Il détaille ses revenus : sa bourse d'étudiant, ses APL, l'argent qu'il a reçu pour son anniversaire récemment et qu'il est venu fêter en métropole. « Je n'ai aucun rapport avec le trafic, je n'ai rien à voir avec ça. Je suis juste étudiant », assure le jeune homme, qui reconnaît toutefois avoir fait l'erreur de mettre une partie des sommes dans sa valise. Quant à la balance, il est consommateur de cannabis et souhaite vérifier le poids de ce qu'il achète. En ce qui concerne les traces de cocaïne, un des propriétaires de l'argent officie comme DJ et anime régulièrement des soirées.

« J’ai pas réfléchi »

« La difficulté monsieur, c'est que contrairement à la quasi-totalité des délits, celui qui vous est reproché présente cette particularité que c'est presque à vous de démontrer l'origine honnête de l'argent, assène le président. Pour le blanchiment, on a presque inversé la charge de la preuve. Et cette charge, elle aurait pu être démontrée en montrant les éléments sur votre téléphone. »

Thierry a certes montré quelques informations stockées sur son appareil, mais sans jamais confier l’exploitation de son contenu aux enquêteurs. Le juge veut comprendre : « [Vos codes] auraient permis de retrouver éventuellement les coordonnées des personnes dont vous dites qu'elles vous ont confié cet argent, l'enquêteur les aurait appelées. Pourquoi avez-vous refusé ?

- Sur mon téléphone il y a des photos où on me voit avec mes amis consommer certaines substances. Et j'avais peur que ça rajoute des charges dans le dossier.

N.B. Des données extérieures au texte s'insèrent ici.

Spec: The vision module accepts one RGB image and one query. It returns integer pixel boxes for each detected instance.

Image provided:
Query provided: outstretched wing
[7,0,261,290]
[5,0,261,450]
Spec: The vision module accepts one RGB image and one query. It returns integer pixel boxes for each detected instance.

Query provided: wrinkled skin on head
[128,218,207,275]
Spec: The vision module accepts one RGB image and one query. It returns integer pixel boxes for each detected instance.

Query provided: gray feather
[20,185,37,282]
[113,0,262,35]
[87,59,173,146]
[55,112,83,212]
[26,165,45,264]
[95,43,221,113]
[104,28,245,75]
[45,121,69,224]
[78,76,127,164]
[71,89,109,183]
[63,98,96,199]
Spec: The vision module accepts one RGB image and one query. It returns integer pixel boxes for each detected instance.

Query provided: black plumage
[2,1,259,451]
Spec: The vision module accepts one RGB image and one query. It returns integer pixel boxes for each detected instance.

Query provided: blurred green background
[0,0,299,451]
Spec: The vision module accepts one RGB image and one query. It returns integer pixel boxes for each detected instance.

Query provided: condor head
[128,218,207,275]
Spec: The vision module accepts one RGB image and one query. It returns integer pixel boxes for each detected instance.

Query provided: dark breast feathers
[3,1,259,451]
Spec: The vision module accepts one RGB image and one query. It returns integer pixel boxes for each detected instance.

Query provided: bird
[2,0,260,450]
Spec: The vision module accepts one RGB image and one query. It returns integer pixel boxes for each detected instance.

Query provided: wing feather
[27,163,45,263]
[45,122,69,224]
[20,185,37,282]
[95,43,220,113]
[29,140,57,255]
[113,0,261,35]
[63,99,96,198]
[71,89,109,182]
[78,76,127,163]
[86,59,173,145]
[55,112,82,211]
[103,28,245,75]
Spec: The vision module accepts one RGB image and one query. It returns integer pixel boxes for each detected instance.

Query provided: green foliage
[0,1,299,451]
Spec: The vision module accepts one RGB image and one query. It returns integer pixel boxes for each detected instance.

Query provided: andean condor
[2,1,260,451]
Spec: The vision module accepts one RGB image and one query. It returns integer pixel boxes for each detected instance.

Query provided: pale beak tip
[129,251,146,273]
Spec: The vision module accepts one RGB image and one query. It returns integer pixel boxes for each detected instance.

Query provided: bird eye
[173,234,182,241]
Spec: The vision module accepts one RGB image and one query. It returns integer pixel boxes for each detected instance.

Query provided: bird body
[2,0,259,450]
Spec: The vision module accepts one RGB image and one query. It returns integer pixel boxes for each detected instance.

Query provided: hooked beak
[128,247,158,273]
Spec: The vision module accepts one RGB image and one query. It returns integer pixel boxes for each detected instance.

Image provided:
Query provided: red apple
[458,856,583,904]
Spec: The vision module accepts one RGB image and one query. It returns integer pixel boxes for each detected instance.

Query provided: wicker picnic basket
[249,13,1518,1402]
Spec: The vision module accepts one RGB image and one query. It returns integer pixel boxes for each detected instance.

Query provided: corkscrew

- Le résultat, c'est que vous avez été placé en détention !

- J'ai pas réfléchi, j'ai stressé sur le moment. Je me rendais pas compte de ce que je devais faire. Je voulais juste rentrer chez moi en Guyane, continuer ma petite vie, mes vacances. »

Naturellement, le procureur trouve les déclarations du prévenu « peu crédibles, et en tout cas peu vérifiées, invérifiables. Tous les consommateurs n'ont pas sur eux une balance de précision. »

L'avocat du prévenu assure lui qu’il s’agit de « quelqu'un de naïf, plutôt qu'un délinquant ». S'il n'a pas « l'outrecuidance de plaider la relaxe », il souligne la manière dont Thierry a réparti ses billets entre son sac banane et sa valise, ce qui correspondrait à la répartition entre son argent et celui de ses amis. S'il y avait eu un projet de blanchiment, il n'aurait pas placé son argent dans sa banane, celui-ci ayant été contaminé par les autres billets, avec lesquels il était groupé auparavant.

Il attire aussi l'attention du tribunal sur le fait que l'infraction de refus de communication de la « convention de cryptage » du téléphone n'est « quand même pas la plus facile à comprendre ». Comme la sollicitation du code PIN est passée par une question, les enquêteurs ont pu laisser au prévenu l’impression qu'il avait le choix. Thierry aurait donc eu l'impression d'être face à une « intox » des policiers, qui aurait conduit à alourdir le dossier.

Au regard de l'absence d'antécédents du jeune prévenu, le juge suit les réquisitions du parquet et condamne Thierry à une peine de dix mois de prison, intégralement assortie de sursis, et ordonne la confiscation de la somme de 6 135  euros trouvée sur lui. La constitution en partie civile des douanes a quant à elle été jugée irrecevable car le trafic de stupéfiants n'a pas pu être démontré.